Beginning in the Spring 2107, Florida Fair and Open Primaries, Inc., partnered with Open Primaries to engage the Florida Constitution Revision Commission (CRC). The CRC is unique to Florida. It convenes every twenty years to review the state constitution and recommend changes. Despite the fact that open primaries was the second most popular issue raised during a series of public hearings held across the state, the CRC failed to respond to those arguing for a more inclusive electoral process.
In response, we formed a political committee in order to begin circulating petitions for a citizens’ initiative. After our volunteers collected thousands of signatures in a short amount of time, another organization, All Voters Vote, began raising the funds necessary to push it over the finish line but decided to circulate different petitions.
Eyes on 2020 is a national campaign mobilizing independents to call for full access to every stage of the presidential election process in every state. In phase one, independents are pressuring the Democratic and Republican parties to commit to opening all 2020 presidential primaries and caucuses to independent voters. They have the power to do so!
We are excited that one of our supporters, Dr. Jeffrey Solomon, shepherded a resolution to open Florida’s Democratic primaries to independent voters through the Miami-Dade Democratic Executive Committee. His success was replicated the following week in Brevard County. The Hillsborough County Democratic Executive Committee is scheduled to take it up on May 16.
Eyes on 2020 is a national campaign mobilizing independents to call for full access to every stage of the presidential election process in every state.
After the Brevard County announcement on their Facebook page, the Chair of the Florida Democratic Party, made a comment stating her opposition. She claimed that our state law prohibits anyone not registered with a party from voting in a primary.

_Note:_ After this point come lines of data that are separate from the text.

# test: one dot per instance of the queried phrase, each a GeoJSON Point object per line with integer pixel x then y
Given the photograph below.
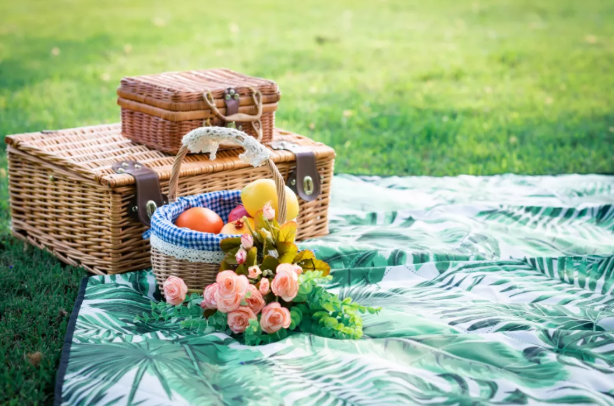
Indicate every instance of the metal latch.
{"type": "Point", "coordinates": [305, 179]}
{"type": "Point", "coordinates": [148, 196]}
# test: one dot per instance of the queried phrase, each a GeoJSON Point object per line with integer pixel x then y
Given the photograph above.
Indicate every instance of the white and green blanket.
{"type": "Point", "coordinates": [496, 290]}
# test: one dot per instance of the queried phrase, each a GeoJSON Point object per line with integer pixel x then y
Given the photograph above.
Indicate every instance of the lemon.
{"type": "Point", "coordinates": [262, 191]}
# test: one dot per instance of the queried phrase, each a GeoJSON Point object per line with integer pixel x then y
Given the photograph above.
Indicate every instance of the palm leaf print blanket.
{"type": "Point", "coordinates": [495, 290]}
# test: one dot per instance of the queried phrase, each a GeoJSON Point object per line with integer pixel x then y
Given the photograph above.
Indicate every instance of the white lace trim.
{"type": "Point", "coordinates": [208, 139]}
{"type": "Point", "coordinates": [192, 255]}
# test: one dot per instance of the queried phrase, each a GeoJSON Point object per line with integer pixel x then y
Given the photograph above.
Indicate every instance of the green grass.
{"type": "Point", "coordinates": [397, 87]}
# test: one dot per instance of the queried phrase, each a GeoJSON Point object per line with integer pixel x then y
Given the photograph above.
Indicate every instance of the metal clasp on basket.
{"type": "Point", "coordinates": [305, 179]}
{"type": "Point", "coordinates": [232, 102]}
{"type": "Point", "coordinates": [148, 195]}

After she was informed that the U.S. Supreme Court ruled this type of state law unconstitutional, she wrote a commentary published in the Sun Sentinel admonishing the state’s Republican Party for its efforts to limit access to the voting booth! We continue to ask her why the 3.6 million independents (27% of the electorate) in our state do not have an equal voice in determining who represents us.
As the Democratic candidates hit the campaign trail, our supporters have begun intersecting them on the question of open primaries. And, as the first televised debate is being held in Miami, we are gearing up to ask each about their position on independents’ lack of participation in our closed primary.
The latest controversy in our state concerns an unnamed county’s voter rolls being hacked by the Russians in 2016. While this, in conjunction with the number of social media accounts spreading dissension traced to Russia during the 2016 election, is a matter of concern and needs attention, the state of Florida should be equally concerned about our closed primaries and the number of citizens being locked out of what is arguably the most important stage in our electoral process.
It is estimated that 26 million Americans were barred from voting in the 2016 presidential elections through closed primaries. Perhaps, Florida, still remembered for its 2000 hanging chad fiasco, should seize this opportunity to change the narrative.
We are proud of Desmond Meade and the Florida Rights Restoration Coalition’s recent victory to restore voting rights to convicted felons who have completed their sentences, but the Florida legislature is currently passing bills that would limit their participation. This is disappointing, but not surprising.
What is surprising is that the leader of the Florida Democratic Party has committed over two million dollars for a voter registration drive, but doesn’t support opening Florida’s primaries to the 3.6 million registered independent voters who are currently locked out.